August 2010, Volume 60, Issue 8
Letter to the Editor
Madam, coronary heart disease (CHD) is on rise in young Pakistanis1 and associated factors range from non modifiable as genetic makeup to modifiable ones like life style. Modifiable factors can play a major role in prevention of CHD. Studies have shown that deficiency of folate contributes twice as much to CHD related mortality in Asians as compared to Europeans.2 Adolescence is the stage of life when life style habits are developing and can be moulded which can prevent CHD later in life.
Proposed biological mechanism of association of folate deficiency with CHD is through methylation cycle. Folates are essential cofactors in methylation cycle, required for conversion of homocysteine (an amino acid) to methionine. Levels of homocysteine in blood are controlled by methylation cycle; in folate deficiency cycle could not be completed resulting in hyperhomocysteinemia.3 Homocysteine promotes fatty deposits in blood vessels by damaging inner lining of arteries and promoting blood clots leading to CHD.1
Daily requirement of folate is 400µg2 and diet rich in fruit and vegetables can fulfill this requirement. A study showed that 80% of Pakistani adolescent\'s diet is poor in fruit and vegetables.1 Determinants of folate deficiency are lack of awareness about consequences of unhealthy diet, lack of access to healthy food, poverty, cultural pattern and now inclination towards junk foods. WHO reports that increasing fruit and vegetable consumption upto 600 g/day could reduce burden of CHD by 31%.4 Healthy diet can be promoted by educating adolescents about importance of fruits and vegetables in diet. Strategy should be to involve youth by focus group discussions, awareness campaigns in educational institutes and media.

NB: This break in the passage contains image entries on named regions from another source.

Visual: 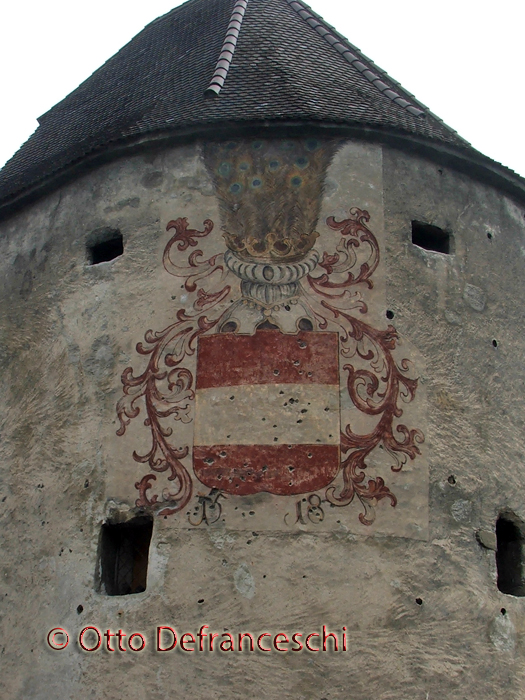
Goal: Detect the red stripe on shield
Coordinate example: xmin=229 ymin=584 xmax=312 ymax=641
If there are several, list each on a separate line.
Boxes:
xmin=193 ymin=445 xmax=339 ymax=496
xmin=197 ymin=331 xmax=339 ymax=389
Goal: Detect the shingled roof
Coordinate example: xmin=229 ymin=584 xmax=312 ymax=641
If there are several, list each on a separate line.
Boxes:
xmin=0 ymin=0 xmax=525 ymax=213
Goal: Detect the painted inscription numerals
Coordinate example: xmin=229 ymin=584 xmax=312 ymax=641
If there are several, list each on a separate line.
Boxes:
xmin=117 ymin=208 xmax=424 ymax=526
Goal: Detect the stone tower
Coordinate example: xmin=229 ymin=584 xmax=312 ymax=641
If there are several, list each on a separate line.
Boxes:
xmin=0 ymin=0 xmax=525 ymax=700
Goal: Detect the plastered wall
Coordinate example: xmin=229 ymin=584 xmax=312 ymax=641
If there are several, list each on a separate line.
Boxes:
xmin=0 ymin=141 xmax=525 ymax=700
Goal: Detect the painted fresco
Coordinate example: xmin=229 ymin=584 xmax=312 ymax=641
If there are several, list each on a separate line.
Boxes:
xmin=117 ymin=139 xmax=423 ymax=529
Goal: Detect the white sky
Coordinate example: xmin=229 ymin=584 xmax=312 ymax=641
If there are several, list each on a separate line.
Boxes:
xmin=0 ymin=0 xmax=525 ymax=176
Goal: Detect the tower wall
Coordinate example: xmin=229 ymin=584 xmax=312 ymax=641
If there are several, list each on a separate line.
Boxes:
xmin=0 ymin=135 xmax=525 ymax=700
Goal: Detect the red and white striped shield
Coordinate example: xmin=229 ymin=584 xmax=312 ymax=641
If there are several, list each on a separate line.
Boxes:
xmin=193 ymin=330 xmax=340 ymax=496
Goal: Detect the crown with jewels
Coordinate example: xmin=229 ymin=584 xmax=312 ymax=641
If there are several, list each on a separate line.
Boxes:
xmin=204 ymin=138 xmax=338 ymax=262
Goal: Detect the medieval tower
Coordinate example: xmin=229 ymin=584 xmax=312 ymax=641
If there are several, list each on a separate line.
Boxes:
xmin=0 ymin=0 xmax=525 ymax=700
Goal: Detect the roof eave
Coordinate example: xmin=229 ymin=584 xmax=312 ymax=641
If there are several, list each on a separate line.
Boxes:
xmin=0 ymin=120 xmax=525 ymax=221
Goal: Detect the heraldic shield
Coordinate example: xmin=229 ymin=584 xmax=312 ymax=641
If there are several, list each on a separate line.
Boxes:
xmin=193 ymin=330 xmax=340 ymax=496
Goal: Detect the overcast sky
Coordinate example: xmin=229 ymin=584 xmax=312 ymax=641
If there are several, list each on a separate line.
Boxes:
xmin=0 ymin=0 xmax=525 ymax=176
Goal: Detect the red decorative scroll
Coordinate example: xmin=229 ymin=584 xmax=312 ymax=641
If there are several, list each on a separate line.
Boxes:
xmin=117 ymin=219 xmax=231 ymax=515
xmin=303 ymin=208 xmax=424 ymax=525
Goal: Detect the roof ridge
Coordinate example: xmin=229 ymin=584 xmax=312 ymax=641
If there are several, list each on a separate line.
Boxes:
xmin=204 ymin=0 xmax=248 ymax=95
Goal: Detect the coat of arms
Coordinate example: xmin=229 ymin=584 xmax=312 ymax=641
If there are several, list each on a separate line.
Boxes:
xmin=117 ymin=139 xmax=423 ymax=526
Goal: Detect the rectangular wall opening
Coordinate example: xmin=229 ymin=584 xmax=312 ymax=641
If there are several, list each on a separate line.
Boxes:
xmin=412 ymin=221 xmax=452 ymax=255
xmin=100 ymin=516 xmax=153 ymax=595
xmin=496 ymin=515 xmax=525 ymax=596
xmin=86 ymin=228 xmax=124 ymax=265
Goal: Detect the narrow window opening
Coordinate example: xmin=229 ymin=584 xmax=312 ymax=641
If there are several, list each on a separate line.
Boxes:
xmin=412 ymin=221 xmax=452 ymax=255
xmin=86 ymin=228 xmax=124 ymax=265
xmin=496 ymin=515 xmax=525 ymax=596
xmin=100 ymin=517 xmax=153 ymax=595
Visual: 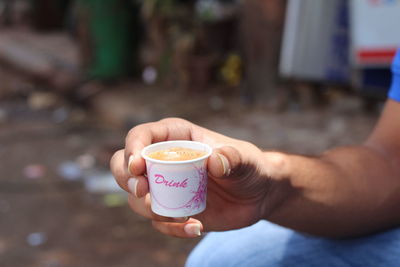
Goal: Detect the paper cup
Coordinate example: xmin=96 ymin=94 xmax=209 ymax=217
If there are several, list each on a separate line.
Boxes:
xmin=142 ymin=141 xmax=212 ymax=217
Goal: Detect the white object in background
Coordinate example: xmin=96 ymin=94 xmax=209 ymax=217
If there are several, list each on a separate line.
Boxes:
xmin=350 ymin=0 xmax=400 ymax=67
xmin=279 ymin=0 xmax=349 ymax=83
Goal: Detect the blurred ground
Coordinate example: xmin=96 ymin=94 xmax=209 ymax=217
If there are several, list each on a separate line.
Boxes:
xmin=0 ymin=61 xmax=377 ymax=267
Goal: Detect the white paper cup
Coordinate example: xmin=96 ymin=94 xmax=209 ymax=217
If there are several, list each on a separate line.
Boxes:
xmin=142 ymin=141 xmax=212 ymax=217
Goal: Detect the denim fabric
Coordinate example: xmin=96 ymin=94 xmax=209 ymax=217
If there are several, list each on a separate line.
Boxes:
xmin=389 ymin=49 xmax=400 ymax=102
xmin=186 ymin=221 xmax=400 ymax=267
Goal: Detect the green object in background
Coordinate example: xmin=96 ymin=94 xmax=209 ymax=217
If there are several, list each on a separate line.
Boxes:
xmin=77 ymin=0 xmax=140 ymax=79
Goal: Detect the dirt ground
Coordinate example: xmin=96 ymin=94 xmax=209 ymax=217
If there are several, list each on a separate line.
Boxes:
xmin=0 ymin=63 xmax=377 ymax=267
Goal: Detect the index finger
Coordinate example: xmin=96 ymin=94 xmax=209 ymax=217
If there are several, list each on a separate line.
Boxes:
xmin=125 ymin=118 xmax=192 ymax=175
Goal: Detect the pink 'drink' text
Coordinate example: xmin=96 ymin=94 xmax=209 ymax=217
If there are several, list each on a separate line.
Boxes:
xmin=154 ymin=174 xmax=188 ymax=188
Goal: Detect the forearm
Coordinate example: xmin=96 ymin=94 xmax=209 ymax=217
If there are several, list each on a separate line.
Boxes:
xmin=265 ymin=146 xmax=400 ymax=237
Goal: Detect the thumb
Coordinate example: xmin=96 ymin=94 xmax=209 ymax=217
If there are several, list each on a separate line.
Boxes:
xmin=208 ymin=146 xmax=242 ymax=178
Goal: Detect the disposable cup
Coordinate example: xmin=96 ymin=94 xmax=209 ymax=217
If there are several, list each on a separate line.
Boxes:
xmin=142 ymin=141 xmax=212 ymax=217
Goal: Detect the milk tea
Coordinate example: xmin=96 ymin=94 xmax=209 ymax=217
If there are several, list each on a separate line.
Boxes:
xmin=148 ymin=147 xmax=206 ymax=161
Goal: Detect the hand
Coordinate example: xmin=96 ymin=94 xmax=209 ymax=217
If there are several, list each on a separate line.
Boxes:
xmin=111 ymin=118 xmax=284 ymax=237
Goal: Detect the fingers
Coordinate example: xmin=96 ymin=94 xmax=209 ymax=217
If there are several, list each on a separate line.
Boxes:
xmin=153 ymin=218 xmax=203 ymax=238
xmin=125 ymin=118 xmax=192 ymax=176
xmin=110 ymin=150 xmax=149 ymax=198
xmin=208 ymin=146 xmax=242 ymax=178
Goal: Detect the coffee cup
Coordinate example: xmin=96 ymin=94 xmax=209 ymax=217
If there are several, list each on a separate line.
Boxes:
xmin=141 ymin=141 xmax=212 ymax=217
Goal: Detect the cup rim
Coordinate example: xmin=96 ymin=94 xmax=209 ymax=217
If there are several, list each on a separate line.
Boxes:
xmin=140 ymin=140 xmax=212 ymax=165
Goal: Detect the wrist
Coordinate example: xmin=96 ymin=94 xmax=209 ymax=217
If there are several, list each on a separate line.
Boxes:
xmin=261 ymin=152 xmax=295 ymax=220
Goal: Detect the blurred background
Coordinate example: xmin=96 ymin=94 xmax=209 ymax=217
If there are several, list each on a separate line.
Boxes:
xmin=0 ymin=0 xmax=400 ymax=267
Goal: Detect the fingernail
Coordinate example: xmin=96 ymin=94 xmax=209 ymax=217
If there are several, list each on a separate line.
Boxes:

Folate fortification of staple food like wheat is also a cost-effective method. In US after folate fortification proportion of patients with hyperhomocysteinaemia reduced from 41% to 28%.5 UK department of health recommended fortifying flour with folate at 2400 µg/kg. Pakistan government has planned to introduce folate fortified wheat flour by the year 2013. But in Pakistan due to high degree of decentralization of food processing, it is difficult to regulate the fortification programme. So efforts should be made to strictly monitor the fortification process and make fortified food available to all sectors of society at affordable prices.
Sana Sadiq Sheikh
Student, Epidemiology and Biostatistics,
Aga Khan University Hospital, Karachi.
References
1.Dodani S, Mistry R, Farooqi M, Khwaja A, Qureshi R, Kazmi K. Prevalence and awareness of risk factors and behaviors of coronary heart disease in an urban population of Karachi, the largest city of Pakistan: a community survey. J Public Health 2004; 26: 245-9.
2.Iqbal MP, Lindblad BS, Mehboobali N, Yusuf FA, Khan AH, Iqbal SP. Folic acid and vitamin B6 deficiencies related hyperhomocysteinemia in apparently healthy Pakistani adults; is mass micronutrient supplementation indicated in this population? J Coll Physicians Surg Pak 2009; 19: 308-12.
3.T Bangkock. Folate and folic acid. Human Vitamin and Mineral Requirements. FAO corporate document repository. 2001.
4.Lock K, Pomerleau J, Causer L, Altman DR, McKee M. The global burden of disease attributable to low consumption of fruit and vegetables: implications for the global strategy on diet. Bull World Health Organ 2005; 83: 100-8.
5.Akhtar N. Is homocysteine a risk factor for atherothrombotic cardiovascular disease? J Am Coll Cardiol 2007; 49: 1370-1.